Here we have the duty of reporting an update regarding another Canadian tragedy, the coroner’s report regarding the 2002 death of month-old baby boy Ryleigh Roman Bryan McWillis. The coroner concluded that he died after excessive bleeding following a circumcision.


Baby’s death spurs hospital changes
Sun, February 15, 2004
By CP

PENTICTON, B.C. — A coroner looking into the death of a month-old boy who died of complications after being circumcised has said an instruction method ensuring the family’s understanding of how to care for the infant after the surgery would have been helpful. Ryleigh McWillis died in a Vancouver hospital on Aug. 22, 2002, two days after he was circumcised in an elective day procedure at Penticton Regional Hospital.

His parents took him home after the surgery, but brought him back to the Okanagan hospital early the next morning when they discovered his diaper was soaked with blood.

He was transferred to a Vancouver hospital.

In a report released this week, coroner Chico Newell acknowledged there were concerns about the communication from health providers to Ryleigh’s parents. “Although health-care personnel provided explicit and thorough instructions for Ryleigh’s care, his family did not understand them in the way health providers intended,” Newell wrote.

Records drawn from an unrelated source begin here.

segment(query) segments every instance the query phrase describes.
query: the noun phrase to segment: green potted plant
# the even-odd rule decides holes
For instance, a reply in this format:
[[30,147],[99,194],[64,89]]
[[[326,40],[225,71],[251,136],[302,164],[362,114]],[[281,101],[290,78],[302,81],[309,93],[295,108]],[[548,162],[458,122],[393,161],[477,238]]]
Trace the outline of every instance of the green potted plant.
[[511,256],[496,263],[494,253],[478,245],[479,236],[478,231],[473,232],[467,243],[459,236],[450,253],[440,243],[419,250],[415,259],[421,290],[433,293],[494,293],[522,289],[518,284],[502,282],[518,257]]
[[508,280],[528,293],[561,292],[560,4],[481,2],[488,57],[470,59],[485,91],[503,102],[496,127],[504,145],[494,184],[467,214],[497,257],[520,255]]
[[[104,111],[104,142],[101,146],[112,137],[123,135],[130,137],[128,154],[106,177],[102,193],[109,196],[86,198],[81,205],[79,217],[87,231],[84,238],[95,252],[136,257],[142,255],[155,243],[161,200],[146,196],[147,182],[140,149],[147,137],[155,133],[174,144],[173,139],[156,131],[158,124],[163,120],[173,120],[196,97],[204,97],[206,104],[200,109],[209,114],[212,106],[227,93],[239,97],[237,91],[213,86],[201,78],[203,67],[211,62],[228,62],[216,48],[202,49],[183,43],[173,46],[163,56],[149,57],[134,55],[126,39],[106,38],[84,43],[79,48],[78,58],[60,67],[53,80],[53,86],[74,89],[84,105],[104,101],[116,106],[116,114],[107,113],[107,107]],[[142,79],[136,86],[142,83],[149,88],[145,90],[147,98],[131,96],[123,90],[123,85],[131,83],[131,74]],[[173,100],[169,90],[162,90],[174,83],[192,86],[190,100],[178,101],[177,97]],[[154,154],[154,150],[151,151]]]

Tanna McWillis, the infant’s mother, said earlier this week she didn’t think the coroner’s report went far enough.

The Penticton hospital updated its circumcision procedure prior to the release of the coroner’s report, said Lorraine Ferguson, a community health administrator for the Interior Health Authority.

Parents of newly circumcised infants should call the hospital at 5 p.m. on the day the baby is sent home, Ferguson said. An instruction sheet given to parents also outlines what to check for in terms of bleeding.